I’m reaching out because I’m planning our content pipeline at [our company] for the next quarter. As we have a similar audience to {{company.name}}, I wanted to see what you thought of hosting a webinar together. Our email list has 10,000+ subscribers, so we can definitely drive some traffic your way too.

Is that something worth exploring?



Because you’re planning to collaborate with your prospect, you don’t want to be too salesy early on. Personalize your email as much as possible — as you can see in the template above, we’ve used a completely custom opening line to show that it’s an email not being sent to anyone else.

Keeping your CTA open-ended is also a best practice here because your prospect might have ideas they want to share back with you. At this stage, nothing is set in stone.

The key is that you’re focused on starting a conversation.

6. Claiming Unlinked Brand Mentions

As your company grows, you’ll start to notice other websites mentioning you. 

You can easily track new brand mentions with Google Alerts, Mention, or Brandwatch. Whenever someone mentions your company name, you’ll get notified. You can visit the site in question, and if they haven’t linked to your site where they mentioned you, you can reach out to the site owner and ask if they’d be open to adding a link.

 Subject: Thanks for mentioning [company] in your article

Hi {{prospect.first_name}},

Saw that you mentioned [your company] in your blog post here: [blog post url]. Firstly, thanks for the mention — we’re glad you found our product useful!

Would you be open to adding a link where you mentioned our company name? We’d be grateful as it would help people find us.



This template is straightforward. If someone has already mentioned your company in a positive light, they will generally be willing to update their article to add a link. 

Unlinked brand building is best if you do it on a regular basis via brand name monitoring. As soon as you see an article go live that mentions your brand name without linking back, send a friendly email and ask for one. Most of the time, the site owner or content manager will be happy to add one.

Case Study: Using QuickMail to Start 437 Conversations

Reading a blog post is one thing, but putting your new backlink templates and learnings to work is another.

Sometimes, it helps to see exactly how other people are using cold outreach to successfully build backlinks to their sites and their client sites.

Here’s how Joe Troyer of Digital Triggers & InvisiblePPC did it:

First, he built a prospect list by searching for bloggers that fit his client’s audience. He added the list to a spreadsheet, with information on their:

  • Name

  • Website URL and name

  • The niche they write about

He built a list of 1,405 prospects (and did his research on each one) so he could be confident he’d get enough replies to move the needle for his client. 

Then, he defined his core KPI. In this case, reply rate was what mattered most.

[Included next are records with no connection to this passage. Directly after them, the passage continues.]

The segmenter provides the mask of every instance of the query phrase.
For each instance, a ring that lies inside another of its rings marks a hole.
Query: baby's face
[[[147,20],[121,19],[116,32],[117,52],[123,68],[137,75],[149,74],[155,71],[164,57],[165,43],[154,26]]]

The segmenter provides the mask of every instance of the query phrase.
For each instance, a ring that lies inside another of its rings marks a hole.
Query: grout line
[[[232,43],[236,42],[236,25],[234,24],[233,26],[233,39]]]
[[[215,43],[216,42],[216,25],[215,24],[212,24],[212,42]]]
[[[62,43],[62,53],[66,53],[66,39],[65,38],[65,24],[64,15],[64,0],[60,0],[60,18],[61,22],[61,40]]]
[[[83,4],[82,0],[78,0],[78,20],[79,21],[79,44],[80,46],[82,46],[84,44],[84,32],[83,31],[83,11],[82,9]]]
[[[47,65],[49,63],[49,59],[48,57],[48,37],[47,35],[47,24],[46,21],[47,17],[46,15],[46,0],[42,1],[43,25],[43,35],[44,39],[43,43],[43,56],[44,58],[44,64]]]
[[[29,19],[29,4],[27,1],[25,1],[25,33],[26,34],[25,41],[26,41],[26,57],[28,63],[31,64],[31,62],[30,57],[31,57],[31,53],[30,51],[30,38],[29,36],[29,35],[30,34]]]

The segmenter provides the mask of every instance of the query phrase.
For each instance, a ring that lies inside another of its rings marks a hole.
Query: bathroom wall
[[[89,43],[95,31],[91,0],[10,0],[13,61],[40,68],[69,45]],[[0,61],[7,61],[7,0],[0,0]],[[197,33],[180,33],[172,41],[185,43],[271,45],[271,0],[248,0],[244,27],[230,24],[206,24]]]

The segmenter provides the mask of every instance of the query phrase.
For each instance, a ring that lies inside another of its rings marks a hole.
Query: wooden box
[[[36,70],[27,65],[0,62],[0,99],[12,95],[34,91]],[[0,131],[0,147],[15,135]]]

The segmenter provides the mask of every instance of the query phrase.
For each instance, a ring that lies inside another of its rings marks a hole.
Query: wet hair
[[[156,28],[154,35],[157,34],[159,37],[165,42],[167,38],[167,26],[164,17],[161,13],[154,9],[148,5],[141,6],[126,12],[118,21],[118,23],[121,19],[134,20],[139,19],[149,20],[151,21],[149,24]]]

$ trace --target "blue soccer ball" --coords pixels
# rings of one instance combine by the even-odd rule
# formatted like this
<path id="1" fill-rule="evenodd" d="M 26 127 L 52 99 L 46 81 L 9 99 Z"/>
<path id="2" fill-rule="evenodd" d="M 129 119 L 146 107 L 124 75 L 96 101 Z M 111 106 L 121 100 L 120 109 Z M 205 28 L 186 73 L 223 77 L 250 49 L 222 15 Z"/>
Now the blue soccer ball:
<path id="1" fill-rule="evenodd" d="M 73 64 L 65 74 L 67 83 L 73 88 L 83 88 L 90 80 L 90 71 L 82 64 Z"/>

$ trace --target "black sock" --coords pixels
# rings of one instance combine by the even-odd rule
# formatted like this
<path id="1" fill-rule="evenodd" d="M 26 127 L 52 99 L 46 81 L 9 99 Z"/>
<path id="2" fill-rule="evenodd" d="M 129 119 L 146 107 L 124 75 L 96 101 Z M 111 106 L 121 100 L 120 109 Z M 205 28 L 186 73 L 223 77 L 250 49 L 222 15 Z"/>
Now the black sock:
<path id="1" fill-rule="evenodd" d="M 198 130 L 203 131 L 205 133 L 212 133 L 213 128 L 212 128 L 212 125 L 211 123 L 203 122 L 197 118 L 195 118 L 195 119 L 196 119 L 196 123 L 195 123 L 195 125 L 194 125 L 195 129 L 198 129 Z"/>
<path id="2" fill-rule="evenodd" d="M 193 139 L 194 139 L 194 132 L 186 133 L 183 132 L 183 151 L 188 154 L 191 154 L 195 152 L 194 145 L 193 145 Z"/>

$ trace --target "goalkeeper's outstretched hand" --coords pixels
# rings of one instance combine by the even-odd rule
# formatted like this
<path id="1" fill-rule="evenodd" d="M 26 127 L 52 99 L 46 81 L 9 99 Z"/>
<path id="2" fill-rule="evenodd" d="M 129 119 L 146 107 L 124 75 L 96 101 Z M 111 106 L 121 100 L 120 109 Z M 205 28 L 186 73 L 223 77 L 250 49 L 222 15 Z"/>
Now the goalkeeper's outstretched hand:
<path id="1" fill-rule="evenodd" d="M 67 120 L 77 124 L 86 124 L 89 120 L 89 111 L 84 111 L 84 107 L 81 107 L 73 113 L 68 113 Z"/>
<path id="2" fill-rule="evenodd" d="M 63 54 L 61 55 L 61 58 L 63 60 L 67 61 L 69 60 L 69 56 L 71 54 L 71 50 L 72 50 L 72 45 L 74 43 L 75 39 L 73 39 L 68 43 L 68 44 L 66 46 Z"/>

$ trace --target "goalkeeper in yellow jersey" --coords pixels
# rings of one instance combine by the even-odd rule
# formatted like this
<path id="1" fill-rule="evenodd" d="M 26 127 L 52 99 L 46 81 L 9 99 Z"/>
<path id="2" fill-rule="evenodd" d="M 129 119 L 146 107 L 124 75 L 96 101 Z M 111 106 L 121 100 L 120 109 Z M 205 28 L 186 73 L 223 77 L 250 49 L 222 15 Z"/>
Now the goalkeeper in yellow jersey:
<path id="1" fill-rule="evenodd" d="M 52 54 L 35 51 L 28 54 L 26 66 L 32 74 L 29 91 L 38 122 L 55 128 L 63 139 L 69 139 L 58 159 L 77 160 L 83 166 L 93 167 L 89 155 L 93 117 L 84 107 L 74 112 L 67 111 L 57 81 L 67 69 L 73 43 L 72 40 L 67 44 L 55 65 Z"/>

If Joe received a reply from his prospect, he knew there was a chance they could work together.

Next, it was time to prepare his email templates. Joe’s email sequence contained three short and sweet templates designed to start a conversation. 

He also used QuickMail’s A/B testing feature to compare how different subject lines performed.

His campaign received 437 responses, which is a 31% reply rate.

When his prospects replied with interest, all Joe had to do was let his client know and prepare the guest post, ready to publish.
Want to read the entire case study? Click here to check it out.

In Summary

Backlink building takes time and energy, but with the help of personalized and targeted cold emails, you can easily get in touch with your link prospects and easily strike up a conversation.

The key is that every email you send needs to be personalized and offer real value to your prospect. If all you do is beg for a link, you’re not getting one.

Find ways to add value, either through writing a guest post, collaborating with them, or highlighting a broken link on their site that needs fixing.

If you stay consistent, you’ll have no problem consistently building backlinks to your site.